2. Pay attention to both social and environmental issues
Consumers are highly aware of both social and environmental issues. They expect brands with products made from 100% recycled materials, no harmful chemicals, or using recyclable packaging. They also like brands that follow fair trade practices and contribute to stop child labor as well as animal testing. Our survey shows that, while environmental initiatives can encourage consumers to make a purchase, social topics benefit brand reputation in the long term.
A worthy note is that social and environmental issues vary depending on geographic locations. Hence, brands need to truly understand what’s most important to local consumers and how sustainability is embedded in each market. For example, Chinese consumers are more concerned about social and ethical cues than environmental cues. Meanwhile, in Australia, providing non-plastic packaging can put a spotlight on brands.
If consumers are willing to pay more or change behavior to reduce social and environmental impacts, then offer trade-off options between supply chain cost, service, and those impacts.
3. Earn consumers’ confidence through transparency
Standards and certifications are helpful, but they aren’t enough to show a brand’s sustainability credentials. With increased customer expectations, brands need to align their actions with their message and pay more attention to their transparency. For example, make it easy for consumers to see sustainability efforts in every aspect of your business, from source materials to your sustainability agenda.

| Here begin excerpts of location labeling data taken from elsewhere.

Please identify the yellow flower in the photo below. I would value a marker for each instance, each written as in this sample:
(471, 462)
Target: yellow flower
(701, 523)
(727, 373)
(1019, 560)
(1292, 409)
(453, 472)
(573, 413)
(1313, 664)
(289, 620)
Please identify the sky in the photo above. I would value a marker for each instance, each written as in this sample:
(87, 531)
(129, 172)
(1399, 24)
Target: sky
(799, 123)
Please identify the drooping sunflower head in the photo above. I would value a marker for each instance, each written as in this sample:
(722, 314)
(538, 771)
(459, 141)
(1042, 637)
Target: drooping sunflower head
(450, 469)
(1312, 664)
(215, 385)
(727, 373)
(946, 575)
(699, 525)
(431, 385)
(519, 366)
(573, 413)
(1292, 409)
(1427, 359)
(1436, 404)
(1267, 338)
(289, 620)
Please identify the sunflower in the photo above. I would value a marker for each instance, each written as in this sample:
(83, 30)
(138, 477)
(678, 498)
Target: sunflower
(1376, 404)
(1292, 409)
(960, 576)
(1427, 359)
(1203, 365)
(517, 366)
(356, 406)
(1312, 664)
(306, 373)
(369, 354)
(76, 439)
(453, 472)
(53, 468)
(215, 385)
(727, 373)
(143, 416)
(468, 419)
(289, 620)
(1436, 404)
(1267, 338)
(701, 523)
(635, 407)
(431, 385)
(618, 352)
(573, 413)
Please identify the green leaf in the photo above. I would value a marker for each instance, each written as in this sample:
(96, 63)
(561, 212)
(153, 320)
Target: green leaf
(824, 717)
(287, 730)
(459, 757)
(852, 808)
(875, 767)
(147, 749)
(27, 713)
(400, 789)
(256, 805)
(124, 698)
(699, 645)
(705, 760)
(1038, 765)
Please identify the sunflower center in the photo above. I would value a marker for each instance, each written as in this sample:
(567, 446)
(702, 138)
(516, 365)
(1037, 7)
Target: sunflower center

Why does transparency in sustainability matter? The reason is simple. Consumers now want to know more than your product. So, if you don’t give them the information they want to see, they’ll hunt for it elsewhere. By being transparent, you give consumers a bit more trust in what you’re doing and ultimately protect your brand reputation.
It’s time to take action!
The pandemic proves that it’s no longer a question of whether a brand should embed sustainability. It now becomes a strategic priority for brands to build competitive advantage, lower risks, and adjust to new consumer demands. As we look into the future, brands that commit to sustainability during the crisis will become stronger with more solid customers.